Nathan: Hunter Pence’s triple-double in the NLCS

From SABR member Alan Nathan at The Physics of Baseball on October 23, 2012:

During Game 7 of the 2012 NLCS, October 22, 2012, Hunter Pence came to bat for the Giants with the bases loaded, nobody out, in the bottom of the third. He hit a grounder to the left side, normally a tailor-made double play. Now take a look at the two video clips shown below. In the first clip, we see a wide shot showing that the Cards shortstop Pete Kozma initially moved to his right, then recovered to move to his left but just out of reach of the ball. In the second clip, we see a high-speed video of the ball-bat impact, which is one of the most remarkable events I have ever seen.
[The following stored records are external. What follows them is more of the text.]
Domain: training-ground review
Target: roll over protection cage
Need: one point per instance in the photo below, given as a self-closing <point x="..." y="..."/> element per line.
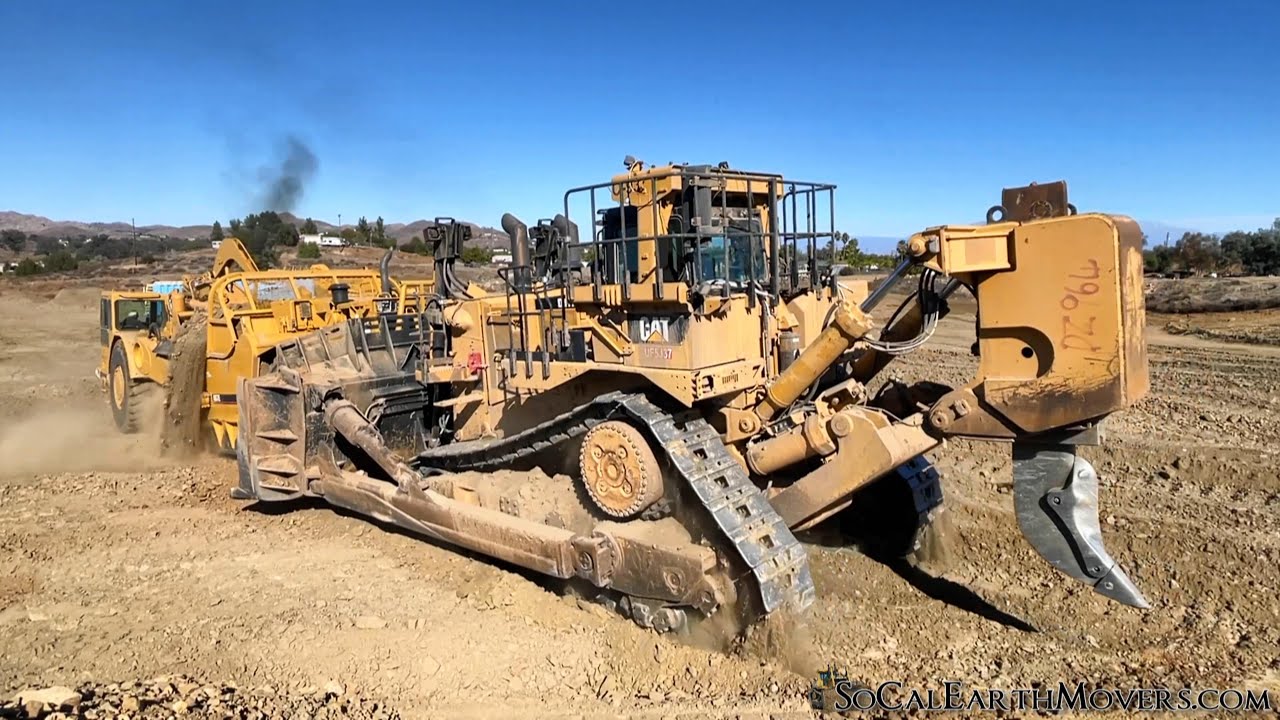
<point x="798" y="218"/>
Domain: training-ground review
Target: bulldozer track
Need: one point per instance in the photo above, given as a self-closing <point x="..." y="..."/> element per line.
<point x="694" y="451"/>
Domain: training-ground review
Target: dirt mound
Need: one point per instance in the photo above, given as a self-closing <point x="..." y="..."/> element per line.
<point x="169" y="696"/>
<point x="1212" y="295"/>
<point x="181" y="434"/>
<point x="77" y="296"/>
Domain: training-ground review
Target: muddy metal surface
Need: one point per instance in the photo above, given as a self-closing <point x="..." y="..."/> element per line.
<point x="141" y="588"/>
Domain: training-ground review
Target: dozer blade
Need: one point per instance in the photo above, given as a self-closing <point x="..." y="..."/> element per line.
<point x="1056" y="501"/>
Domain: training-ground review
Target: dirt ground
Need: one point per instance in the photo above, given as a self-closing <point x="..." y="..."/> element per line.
<point x="117" y="568"/>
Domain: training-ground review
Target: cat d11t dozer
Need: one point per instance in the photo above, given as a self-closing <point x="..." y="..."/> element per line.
<point x="695" y="402"/>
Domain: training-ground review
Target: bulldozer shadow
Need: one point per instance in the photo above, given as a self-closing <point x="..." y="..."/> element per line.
<point x="882" y="524"/>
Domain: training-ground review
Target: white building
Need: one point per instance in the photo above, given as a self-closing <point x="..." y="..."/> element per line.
<point x="324" y="240"/>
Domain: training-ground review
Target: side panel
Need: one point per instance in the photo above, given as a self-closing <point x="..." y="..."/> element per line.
<point x="1061" y="335"/>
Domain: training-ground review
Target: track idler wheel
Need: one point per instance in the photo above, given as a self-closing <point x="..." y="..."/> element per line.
<point x="621" y="474"/>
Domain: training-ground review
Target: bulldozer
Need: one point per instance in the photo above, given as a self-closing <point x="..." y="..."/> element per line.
<point x="708" y="392"/>
<point x="224" y="324"/>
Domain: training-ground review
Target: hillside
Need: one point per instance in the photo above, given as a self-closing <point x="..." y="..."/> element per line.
<point x="41" y="226"/>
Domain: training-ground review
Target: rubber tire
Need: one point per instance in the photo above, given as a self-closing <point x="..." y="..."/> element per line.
<point x="126" y="414"/>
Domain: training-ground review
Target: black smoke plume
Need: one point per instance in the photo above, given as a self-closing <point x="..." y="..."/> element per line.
<point x="287" y="180"/>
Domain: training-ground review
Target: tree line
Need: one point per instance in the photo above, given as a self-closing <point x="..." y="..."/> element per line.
<point x="1235" y="253"/>
<point x="67" y="253"/>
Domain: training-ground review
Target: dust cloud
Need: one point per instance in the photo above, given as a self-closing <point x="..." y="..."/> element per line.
<point x="74" y="440"/>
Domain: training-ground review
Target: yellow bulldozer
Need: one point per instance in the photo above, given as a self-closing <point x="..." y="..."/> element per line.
<point x="186" y="345"/>
<point x="708" y="390"/>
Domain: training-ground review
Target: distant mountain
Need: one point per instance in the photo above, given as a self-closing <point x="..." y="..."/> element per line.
<point x="483" y="236"/>
<point x="878" y="245"/>
<point x="41" y="226"/>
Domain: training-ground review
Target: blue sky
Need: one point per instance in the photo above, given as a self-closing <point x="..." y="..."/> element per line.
<point x="919" y="112"/>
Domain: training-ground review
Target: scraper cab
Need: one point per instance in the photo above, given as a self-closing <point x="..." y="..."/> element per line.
<point x="707" y="391"/>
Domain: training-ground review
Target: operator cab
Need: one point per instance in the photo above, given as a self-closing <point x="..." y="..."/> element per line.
<point x="708" y="227"/>
<point x="133" y="313"/>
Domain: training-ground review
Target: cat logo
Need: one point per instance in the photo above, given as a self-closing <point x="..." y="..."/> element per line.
<point x="654" y="329"/>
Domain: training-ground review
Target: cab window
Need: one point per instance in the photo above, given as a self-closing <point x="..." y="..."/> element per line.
<point x="138" y="314"/>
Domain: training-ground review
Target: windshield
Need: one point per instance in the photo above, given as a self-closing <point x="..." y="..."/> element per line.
<point x="138" y="314"/>
<point x="736" y="265"/>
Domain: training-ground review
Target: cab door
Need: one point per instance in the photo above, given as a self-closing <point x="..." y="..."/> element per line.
<point x="105" y="322"/>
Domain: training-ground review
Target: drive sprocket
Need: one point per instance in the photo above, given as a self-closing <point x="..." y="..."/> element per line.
<point x="618" y="469"/>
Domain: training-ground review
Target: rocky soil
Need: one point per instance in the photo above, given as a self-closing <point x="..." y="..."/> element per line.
<point x="132" y="586"/>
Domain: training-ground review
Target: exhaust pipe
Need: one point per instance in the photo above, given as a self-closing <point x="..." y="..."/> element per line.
<point x="384" y="269"/>
<point x="519" y="233"/>
<point x="567" y="228"/>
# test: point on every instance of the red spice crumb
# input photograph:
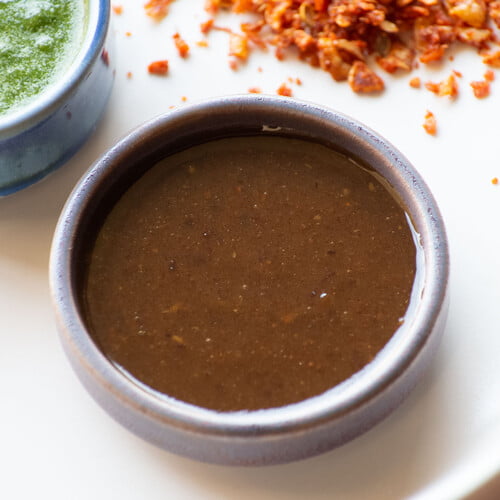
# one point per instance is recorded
(157, 9)
(206, 26)
(430, 125)
(158, 67)
(415, 82)
(181, 45)
(447, 87)
(363, 80)
(238, 46)
(284, 90)
(481, 89)
(489, 75)
(492, 59)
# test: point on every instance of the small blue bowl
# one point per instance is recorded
(42, 135)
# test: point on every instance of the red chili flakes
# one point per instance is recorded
(492, 59)
(481, 89)
(158, 67)
(284, 90)
(157, 9)
(489, 75)
(181, 45)
(447, 87)
(415, 82)
(363, 80)
(238, 46)
(430, 125)
(342, 36)
(206, 26)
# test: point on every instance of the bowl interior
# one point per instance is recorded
(239, 116)
(94, 30)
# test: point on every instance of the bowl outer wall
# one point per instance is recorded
(265, 436)
(45, 133)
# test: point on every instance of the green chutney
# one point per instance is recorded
(38, 41)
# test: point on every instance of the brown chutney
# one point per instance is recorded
(250, 273)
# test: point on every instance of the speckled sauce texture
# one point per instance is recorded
(38, 40)
(250, 273)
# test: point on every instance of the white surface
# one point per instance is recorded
(57, 443)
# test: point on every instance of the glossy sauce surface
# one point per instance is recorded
(250, 273)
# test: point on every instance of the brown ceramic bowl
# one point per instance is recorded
(265, 436)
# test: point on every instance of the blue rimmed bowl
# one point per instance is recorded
(43, 134)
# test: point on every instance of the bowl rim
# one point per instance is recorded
(394, 359)
(27, 116)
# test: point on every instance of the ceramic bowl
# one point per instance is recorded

With the initial impact near the center of the bat, the bat breaks and the ball comes slowly off the bat. Meanwhile, the bat continues to rotate, catches up and impacts the ball a second and third time before the ball finally exits to the playing field with lots of sidespin on it. It is the sidespin that leads to the slicing action in the trajectory that takes it just out of the reach of Kozma. As you might imagine, there is a lot of physics contained in this play, and I want to explore some of it in this article.

So, let’s try to pick apart what happened, highlighing what I consider the interesting physics. The ball hits initially off a region close to the center of the bat, where the vibrational amplitude for the lowest-frequency (“fundamental”) vibrational mode is large. The resulting large-amplitude vibration breaks the bat.